En Salvar el fuego encontré no sólo mucho, sino lo mejor de Guillermo Arriaga. Hay capítulos en los que usa la pluma como cincel; en otros como metralleta. Un verdadero artista mexicano del siglo XXI. Pero también me encontré ahí entre líneas, como testigos mudos de la narración u homenajeados, a Flaubert y a su Madame Bovary, a Revueltas y a su Apando, a Elmer Mendoza y a su Amante de Janis Joplin. Y a muchísimos otros más. Porque las intertextualidades en materia de música, historia, literatura, arte, son incontables. Un deleite cultural, especiado con narco cultura.

Escrito a tres voces–primera, segunda y tercera persona–, con narradores protagonista, omnisciente y equisciente, Salvar el fuego es la materialización del talento literario. Es un coro, una confesión, una historia, un grito, un manifiesto. Y no solamente eso, la heroína que narra su historia es mujer. El libro también es una reivindicación a la libertad sexual y a la feminidad y su libre albedrío. Incluso Arriaga Jordán participó para el Premio Alfaguara 2020 con el seudónimo de Isabela Montini. Lo ganó.

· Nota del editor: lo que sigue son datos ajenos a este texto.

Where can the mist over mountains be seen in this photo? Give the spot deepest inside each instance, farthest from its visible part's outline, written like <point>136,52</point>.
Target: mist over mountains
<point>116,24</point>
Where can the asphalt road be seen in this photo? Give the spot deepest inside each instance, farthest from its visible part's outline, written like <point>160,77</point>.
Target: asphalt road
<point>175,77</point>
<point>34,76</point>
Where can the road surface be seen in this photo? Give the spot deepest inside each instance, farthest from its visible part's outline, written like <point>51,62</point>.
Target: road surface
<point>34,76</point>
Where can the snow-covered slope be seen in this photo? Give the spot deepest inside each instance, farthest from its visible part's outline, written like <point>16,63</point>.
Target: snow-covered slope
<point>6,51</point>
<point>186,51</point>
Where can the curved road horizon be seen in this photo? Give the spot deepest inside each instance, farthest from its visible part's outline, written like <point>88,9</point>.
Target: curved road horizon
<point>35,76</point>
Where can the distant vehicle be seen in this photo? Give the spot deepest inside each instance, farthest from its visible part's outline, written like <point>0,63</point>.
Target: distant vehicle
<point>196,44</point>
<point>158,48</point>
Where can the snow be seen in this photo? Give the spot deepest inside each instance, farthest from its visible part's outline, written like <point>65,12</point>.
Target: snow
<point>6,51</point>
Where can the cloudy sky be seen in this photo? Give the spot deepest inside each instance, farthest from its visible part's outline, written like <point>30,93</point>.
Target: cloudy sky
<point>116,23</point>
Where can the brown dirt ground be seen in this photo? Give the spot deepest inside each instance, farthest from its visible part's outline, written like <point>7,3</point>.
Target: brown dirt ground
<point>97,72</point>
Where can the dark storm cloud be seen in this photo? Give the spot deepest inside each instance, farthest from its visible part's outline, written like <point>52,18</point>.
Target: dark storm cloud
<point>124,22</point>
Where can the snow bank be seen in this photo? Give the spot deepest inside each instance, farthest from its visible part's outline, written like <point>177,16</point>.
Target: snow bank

Los ejes de la novela son el amor, la violencia, la venganza. Luego los furiosos oxímoros, las vehementes antítesis, que han distinguido la narrativa de Arriaga: por un lado, la naturaleza árida e infinita de las serranías y los desiertos de Coahuila; por el otro, el concreto y los barrotes del Reclusorio Oriente. Entre la superposición de planos tempo espaciales también resalta la contradicción entre la pequeña burguesía mexicana con la miseria imperante en México. Ya no habrá lucha de clases. En México, la criminalidad ha sustituido al lumpen proletariado. Salvar el fuego también es profecía.

Aplaudo de pie el atrevimiento y la elegancia de Guillermo Arriaga. Sin caer en el terreno común de épater le bourgeois, ánimo recurrente de uno de sus personajes en la novela, el autor logra tocar fibras sensibles, cuestionar costumbres, criticar, condenar, con flechazos precisos. Y es que la sangre, el semen, la pobreza, la corrupción, los orgasmos, son realidades cotidianas en México, no son hostilidades.

Salvar el fuego es la novela del año dos mil veinte, pero será eterna. Su reflejo del sufrimiento que azota a los mexicanos desde hace siglos, su reprensión contra la injusticia galopante que nos arrastra a diario en este país, hace de esta obra una escultura de la bestia amorfa en la que se está convirtiendo México. Pocos autores han acariciado las entrañas de una cárcel, del narcotráfico, de un hijo kafkiano y de una mujer burguesa, para luego extirparlas, revolverlas y hacer de esa mezcla una obra de arte.